Wednesday, October 9, 2013
Arizona Execution Set Today After Ninth Circuit Panel Rejects Due Process Challenge to Clemency Hearing
From Staff and Wire Service Reports
The Ninth U.S. Circuit Court of Appeals has turned down a last-minute challenge to Arizona’s clemency process by a man scheduled for execution today.
The court late Monday turned down Edward Harold Schad Jr.’s argument that the Clemency Board does not afford condemned inmates due process because the governor will not reappoint members who recommend clemency.
This undated photo provided by the Arizona Department of Corrections shows inmate Edward Schad.
Senior District Judge Roslyn O. Silver had denied Schad’s bid to enjoin last Wednesday’s clemency hearing and to again stay his execution. She acknowledged that some members of the board were not reappointed, but cited testimony from current and former board members that the governor has never interfered in their deliberations, and concluded that Schad’s lawyers failed to meet the heavy burden imposed in due process challenges to state clemency processes.

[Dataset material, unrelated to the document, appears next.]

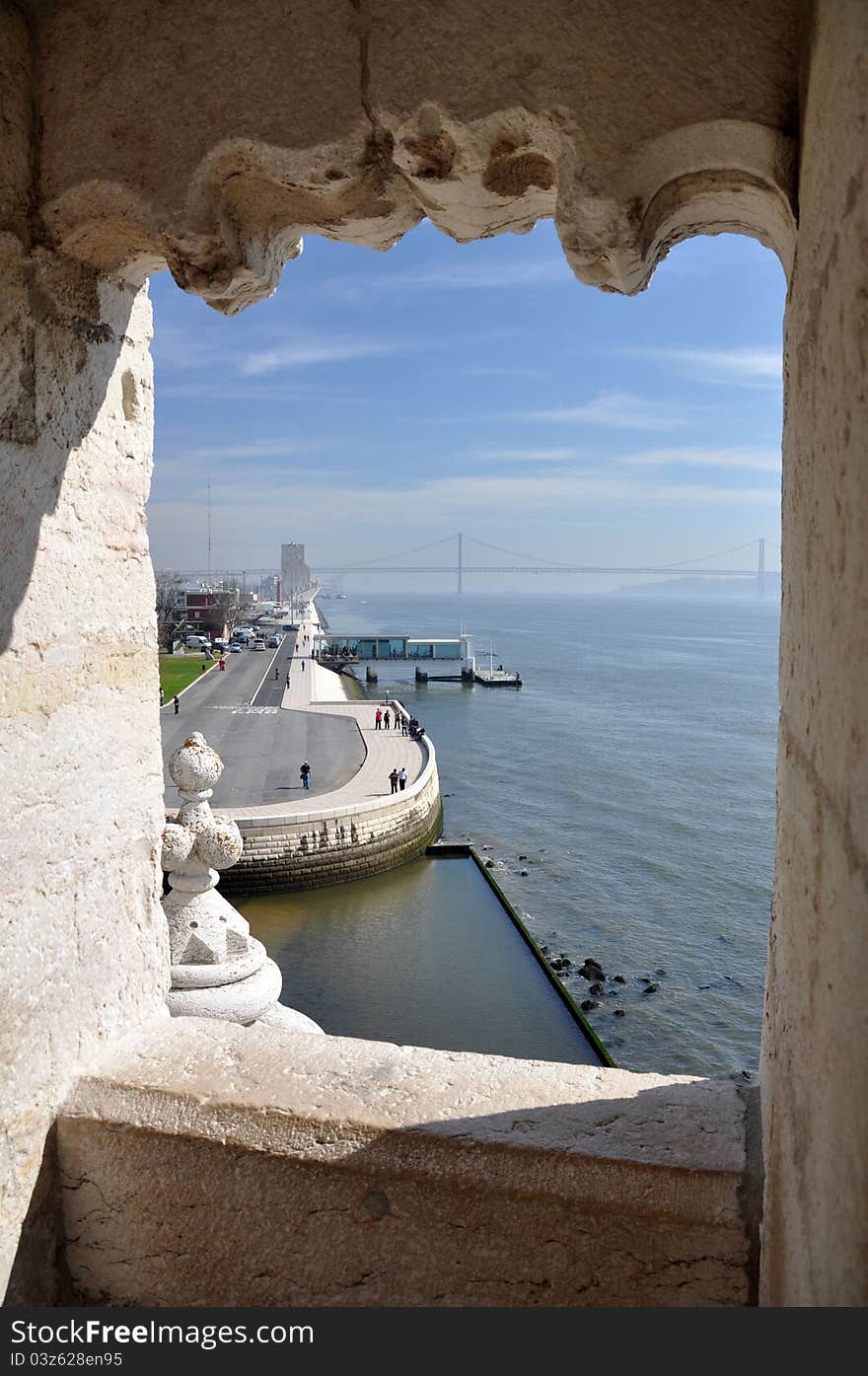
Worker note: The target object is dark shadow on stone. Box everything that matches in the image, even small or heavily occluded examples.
[3,1127,73,1307]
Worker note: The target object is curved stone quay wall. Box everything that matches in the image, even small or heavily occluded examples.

The Ninth Circuit panel—Senior Judge Mary Schroeder and Judges Stephen Reinhardt and Susan Graber—said they were bound by Silver’s findings that the witnesses were credible, because they were not clearly erroneous.
The judges also noted that under Ohio Adult Parole Auth. v. Woodward, 523 U.S. 272 (1998), a due process challenge to a clemency denial must be based on extreme circumstances. It has been suggested that the required showing might be made if a decision was made by tossing a coin, if there had been bribery or some other form of corruption, but the Supreme Court has never sustained such a challenge, the judges noted.

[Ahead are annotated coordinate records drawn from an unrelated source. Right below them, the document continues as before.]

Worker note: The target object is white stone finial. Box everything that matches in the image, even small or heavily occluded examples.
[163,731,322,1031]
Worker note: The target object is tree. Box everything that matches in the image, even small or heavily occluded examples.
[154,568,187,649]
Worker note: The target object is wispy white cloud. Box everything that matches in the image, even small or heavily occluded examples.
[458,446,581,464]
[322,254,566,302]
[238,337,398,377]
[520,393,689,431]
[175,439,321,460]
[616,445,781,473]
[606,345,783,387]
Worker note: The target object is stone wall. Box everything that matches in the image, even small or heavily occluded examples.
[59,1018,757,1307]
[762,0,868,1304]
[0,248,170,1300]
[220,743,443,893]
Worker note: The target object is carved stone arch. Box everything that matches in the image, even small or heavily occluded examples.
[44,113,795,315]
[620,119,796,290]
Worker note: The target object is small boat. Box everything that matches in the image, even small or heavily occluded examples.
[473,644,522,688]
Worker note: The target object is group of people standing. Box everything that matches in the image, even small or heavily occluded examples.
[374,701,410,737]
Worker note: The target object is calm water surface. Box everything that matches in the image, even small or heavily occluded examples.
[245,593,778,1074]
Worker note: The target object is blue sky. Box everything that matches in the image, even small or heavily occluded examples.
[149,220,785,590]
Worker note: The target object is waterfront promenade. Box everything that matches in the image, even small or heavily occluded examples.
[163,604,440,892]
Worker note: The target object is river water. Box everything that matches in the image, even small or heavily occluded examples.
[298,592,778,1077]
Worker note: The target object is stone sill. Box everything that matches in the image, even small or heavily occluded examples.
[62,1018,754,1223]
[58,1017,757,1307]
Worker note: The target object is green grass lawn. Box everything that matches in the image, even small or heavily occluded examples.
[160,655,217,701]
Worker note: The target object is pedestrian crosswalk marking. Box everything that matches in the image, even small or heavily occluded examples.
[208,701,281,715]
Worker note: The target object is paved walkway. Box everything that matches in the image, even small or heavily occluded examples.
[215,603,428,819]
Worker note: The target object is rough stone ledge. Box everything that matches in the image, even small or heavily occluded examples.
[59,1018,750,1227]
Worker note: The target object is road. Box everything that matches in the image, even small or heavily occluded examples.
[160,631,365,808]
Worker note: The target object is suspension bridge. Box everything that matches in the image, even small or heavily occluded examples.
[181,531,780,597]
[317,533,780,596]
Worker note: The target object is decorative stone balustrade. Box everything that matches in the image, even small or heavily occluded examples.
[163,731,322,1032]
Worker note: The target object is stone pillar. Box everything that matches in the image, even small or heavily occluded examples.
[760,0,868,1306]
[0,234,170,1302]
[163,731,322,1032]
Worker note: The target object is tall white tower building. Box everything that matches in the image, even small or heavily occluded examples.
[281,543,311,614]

Yesterday’s ruling in Schad v. Brewer, 13-16978, follows last Friday’s ruling by the same panel in Schad v. Ryan, 13-16895, affirming the district judge’s rejection of a habeas corpus petition based on ineffective assistance of counsel. The panel held that the claim, based on an alleged failure to develop mitigating evidence regarding mental illness, is essentially the same as one that was rejected earlier and does not fall within the scope of a recent Supreme Court ruling allowing new claims based on ineffective assistance of post-conviction counsel.

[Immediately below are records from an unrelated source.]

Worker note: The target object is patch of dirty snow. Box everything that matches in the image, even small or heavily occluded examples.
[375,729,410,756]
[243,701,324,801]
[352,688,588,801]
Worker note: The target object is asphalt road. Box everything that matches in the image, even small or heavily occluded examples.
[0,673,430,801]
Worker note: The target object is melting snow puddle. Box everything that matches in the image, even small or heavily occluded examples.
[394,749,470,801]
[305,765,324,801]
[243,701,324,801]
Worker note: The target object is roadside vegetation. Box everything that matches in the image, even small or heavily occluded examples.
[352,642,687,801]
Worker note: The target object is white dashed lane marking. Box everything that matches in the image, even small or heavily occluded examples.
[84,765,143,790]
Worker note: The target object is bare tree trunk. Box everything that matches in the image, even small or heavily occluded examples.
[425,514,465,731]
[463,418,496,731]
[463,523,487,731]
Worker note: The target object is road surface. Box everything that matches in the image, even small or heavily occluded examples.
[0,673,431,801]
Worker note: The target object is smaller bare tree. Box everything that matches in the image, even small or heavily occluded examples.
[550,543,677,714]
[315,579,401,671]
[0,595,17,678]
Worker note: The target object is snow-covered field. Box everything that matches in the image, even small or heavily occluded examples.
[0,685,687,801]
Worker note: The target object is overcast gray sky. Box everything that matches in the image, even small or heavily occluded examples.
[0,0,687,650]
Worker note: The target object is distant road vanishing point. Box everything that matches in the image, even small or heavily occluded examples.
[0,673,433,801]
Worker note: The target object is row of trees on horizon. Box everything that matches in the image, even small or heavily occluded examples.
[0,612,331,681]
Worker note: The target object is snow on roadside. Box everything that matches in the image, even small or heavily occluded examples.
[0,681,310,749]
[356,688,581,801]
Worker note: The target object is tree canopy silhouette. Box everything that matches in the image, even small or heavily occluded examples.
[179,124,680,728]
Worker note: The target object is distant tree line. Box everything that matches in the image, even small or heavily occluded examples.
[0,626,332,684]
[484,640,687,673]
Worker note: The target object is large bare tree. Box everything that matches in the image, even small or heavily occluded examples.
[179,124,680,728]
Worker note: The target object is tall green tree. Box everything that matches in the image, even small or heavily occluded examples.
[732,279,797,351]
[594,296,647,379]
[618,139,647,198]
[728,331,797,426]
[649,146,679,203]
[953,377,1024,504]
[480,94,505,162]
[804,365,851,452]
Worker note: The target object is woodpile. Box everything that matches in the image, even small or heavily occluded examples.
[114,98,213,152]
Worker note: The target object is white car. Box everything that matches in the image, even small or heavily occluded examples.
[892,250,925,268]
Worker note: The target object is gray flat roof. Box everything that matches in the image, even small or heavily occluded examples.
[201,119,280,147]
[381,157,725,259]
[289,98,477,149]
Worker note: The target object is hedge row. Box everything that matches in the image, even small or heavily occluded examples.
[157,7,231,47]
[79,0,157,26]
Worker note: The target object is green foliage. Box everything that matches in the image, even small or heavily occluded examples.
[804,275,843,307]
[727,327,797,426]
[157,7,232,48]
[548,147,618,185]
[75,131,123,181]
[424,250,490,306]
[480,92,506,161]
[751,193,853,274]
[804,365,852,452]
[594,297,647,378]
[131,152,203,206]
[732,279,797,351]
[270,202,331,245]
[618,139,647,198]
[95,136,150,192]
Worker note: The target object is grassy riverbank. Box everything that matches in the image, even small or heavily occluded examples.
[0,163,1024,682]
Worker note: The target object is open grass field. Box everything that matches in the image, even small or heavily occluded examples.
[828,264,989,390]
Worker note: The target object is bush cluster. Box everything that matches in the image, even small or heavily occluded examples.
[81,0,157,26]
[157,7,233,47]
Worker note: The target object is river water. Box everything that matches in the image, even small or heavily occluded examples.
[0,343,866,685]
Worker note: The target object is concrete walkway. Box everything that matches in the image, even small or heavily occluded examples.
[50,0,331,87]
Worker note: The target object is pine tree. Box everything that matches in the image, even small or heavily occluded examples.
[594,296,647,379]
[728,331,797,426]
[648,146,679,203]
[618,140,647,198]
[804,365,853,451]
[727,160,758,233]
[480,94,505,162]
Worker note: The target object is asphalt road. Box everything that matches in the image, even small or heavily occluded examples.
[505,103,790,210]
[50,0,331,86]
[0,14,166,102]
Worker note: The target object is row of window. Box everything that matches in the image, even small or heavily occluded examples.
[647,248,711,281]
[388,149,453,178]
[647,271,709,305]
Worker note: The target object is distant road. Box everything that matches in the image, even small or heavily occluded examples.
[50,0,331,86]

Barring last-minute action from the U.S. Supreme Court, Schad faces execution nearly 35 years after he was charged with the murder of a Bisbee man.
Lawyers for the oldest inmate on the state’s death row have all but exhausted their appeals, with just two final efforts at the nation’s highest court still pending.
Schad told the Clemency Board at a hearing last week that he has accepted his fate.
“I’m 71. I don’t have many years left, but I would like to keep what I’ve got and maybe get a few more, experience some of the green grass outside maybe,” he said while asking the board to commute his sentence to life in prison. “If we have to go down that road on Oct. 9....I’ll get my last rites. I’ll go through that. I mean, I have no fear.”
The board declined to recommend commutation to Gov. Jan Brewer.
Schad was on parole for a killing in Utah that involved the 1968 strangulation death of a male sex partner when he was accused of killing Lorimer “Leroy” Grove, 74. Grove’s body was found south of Prescott on Aug. 9, 1978, with a rope knotted around his neck.
Schad was convicted in 1979 and sentenced to death, then retried and convicted a second time in 1985 after the previous conviction was thrown out. The conviction was upheld by the state Supreme Court in 1989 but since has been tied up in a series of federal proceedings.
Schad, who was raised in the Syracuse, N.Y.-area, is the son of a World War II bomber gunner who was shot down and spent more than three years in a German prison camp. When he returned, the senior Schad suffered from alcoholism and mental illness and regularly abused his wife and his oldest son, according to a psychologist’s report filed in court.
The report concluded that the younger Schad, too, suffered from mental illness.
A top Yavapai County prosecutor told the clemency board that despite Schad’s denial, he was twice convicted by juries that rejected his assertion of innocence.
“He doesn’t take any responsibility for what he did,” chief deputy Dennis McGrane told the board. “Accidents two times, died of strangulation? I don’t think so.”